A military court will sit in judgment and hear all the facts of this sad, sad case. They will listen as he describes what he did to Talia in the final weeks of her short and unhappy life.
I read the transcript of the statement the Schofield Barracks soldier gave to authorities the day after 5-year-old Talia was found dead. Here is some of what he said:
“About 0800, 16 July 05, I got out of bed. I got Talia up to brush her teeth and wash her face. Because she spit toothpaste all over the sink, she got a spanking for that. I took her out of the bathroom and went into her room and I spanked her with my brown Levi belt. I struck her 10 to 15 times.”
Williams left his little girl, telling her to “think about what she did.”
Sometime in the afternoon, he went back into her room. She still had not eaten.

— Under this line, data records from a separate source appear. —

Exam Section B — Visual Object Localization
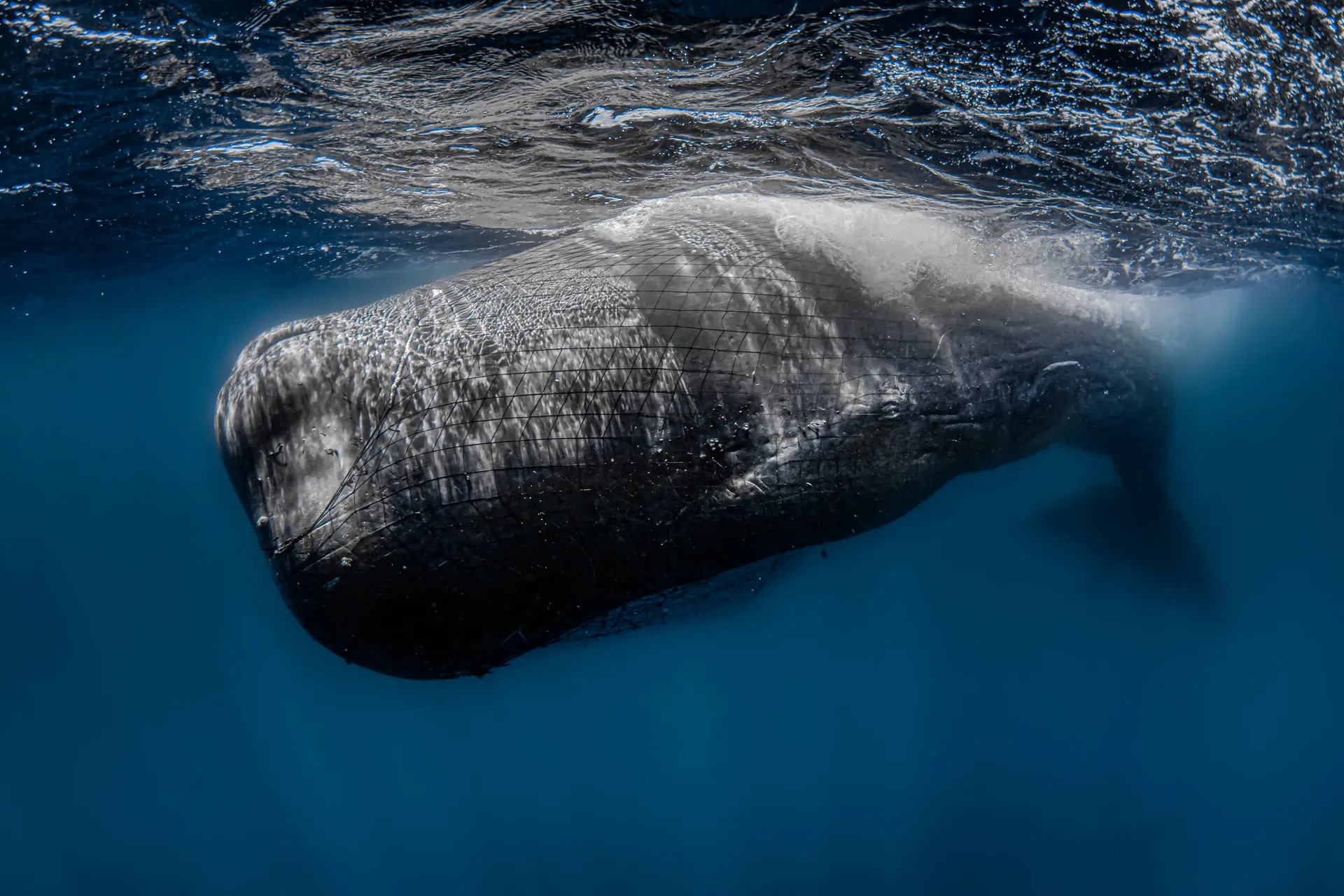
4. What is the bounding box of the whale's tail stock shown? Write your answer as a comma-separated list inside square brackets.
[1035, 290, 1245, 610]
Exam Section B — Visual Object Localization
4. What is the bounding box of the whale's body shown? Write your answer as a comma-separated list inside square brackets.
[216, 196, 1169, 677]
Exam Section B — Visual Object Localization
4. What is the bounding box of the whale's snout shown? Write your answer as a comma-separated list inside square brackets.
[215, 323, 359, 555]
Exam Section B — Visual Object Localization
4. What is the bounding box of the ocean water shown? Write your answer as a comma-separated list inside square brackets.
[0, 1, 1344, 896]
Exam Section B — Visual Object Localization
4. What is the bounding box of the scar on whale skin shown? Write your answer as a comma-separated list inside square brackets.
[216, 195, 1204, 678]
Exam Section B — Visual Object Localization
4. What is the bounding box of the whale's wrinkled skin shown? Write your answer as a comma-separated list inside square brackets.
[216, 195, 1169, 678]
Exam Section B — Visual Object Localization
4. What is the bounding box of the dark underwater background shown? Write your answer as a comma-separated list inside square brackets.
[0, 0, 1344, 896]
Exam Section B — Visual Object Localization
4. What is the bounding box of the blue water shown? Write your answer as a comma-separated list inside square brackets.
[0, 253, 1344, 896]
[0, 0, 1344, 896]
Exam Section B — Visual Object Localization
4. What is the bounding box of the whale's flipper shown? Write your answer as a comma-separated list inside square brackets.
[1036, 479, 1218, 607]
[561, 555, 782, 640]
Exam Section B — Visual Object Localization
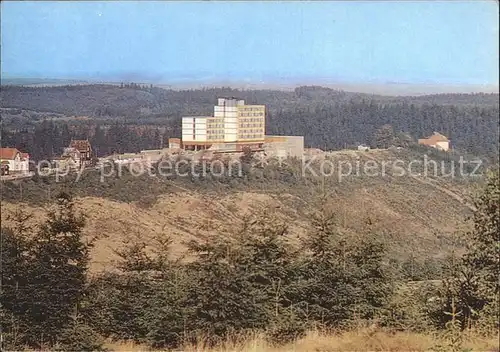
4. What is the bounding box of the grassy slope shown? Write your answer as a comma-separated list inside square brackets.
[2, 147, 484, 269]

“I saw that she had peed on herself. I asked if she peed on herself and she said, ‘no sir.’”
Williams described making her take off her panties to show him. She had wet herself and he told her to get to the bathroom. She took too long, so he told her to go back to her room.
“When she turned around to go to her room I popped her and she fell to her knees and then fell over onto her face. Then she wouldn’t get up. I told her to get up, but she wouldn’t.”
Williams had “popped” Talia in the small of her back. He said she wouldn’t move, that she was wheezing. He picked her up and put her in the shower, where he ran cold water over her. He took her back to her room and laid her on the bare floor. There was no bed. He had taken everything out of her room some time before, because she had soiled herself.
Williams took a sponge, soaked it with water, and wiped off the blood — Talia’s blood — spattered on her bedroom walls. He said he did not want authorities to think he had been abusing his daughter.
As you know, Talia died. The transcript goes on in chilling, numbing detail. It describes a little girl who lived in terror. It shows a father who repeatedly struck his daughter — with his open hands, his closed fists, and with a belt.
Q: Why did you consistently cause bruising on Talia and cause her to fall?
A: I was just disciplining her.
Q: What was the blood spatter from?
A: From the belt hitting her and cutting her or hitting a cut that she already had on her back from previous hits with the belt.
Q: There were multiple bruises on Talia. Where did they come from?
A: More than likely it was the belt. If there are knuckle impressions on her body they would be mine.
Williams said he hit his daughter just about every day. At first she fought, he said, and “moved around.” Eventually she would drop to the floor when he began hitting her with the belt. It got to the point where she would see him walking away to get the belt — and she would fall to the floor. Why, he was asked, did he hit her so hard?
“No reason,” he said. “I mean, I just … just discipline.”
Discipline.
I spoke with a social worker who has seen the pattern over and over with abused children and their abusing parents. She told me many people just do not understand what discipline really means.
Carolyn Golojuch says discipline “is nurturing. Teaching. Training a child in the way they should grow up.”
Hurting is not discipline, she says. Hitting is not discipline.
Naeem Williams is — of course — legally innocent until proven guilty. So is his wife Delilah, Talia’s stepmother, who is also accused in her death.
But what is achingly, tragically clear — at least to me — is that the one true innocent, a little girl with big brown eyes and a wide, wistful smile, has already served her time in hell.
Talia Williams is with the angels now.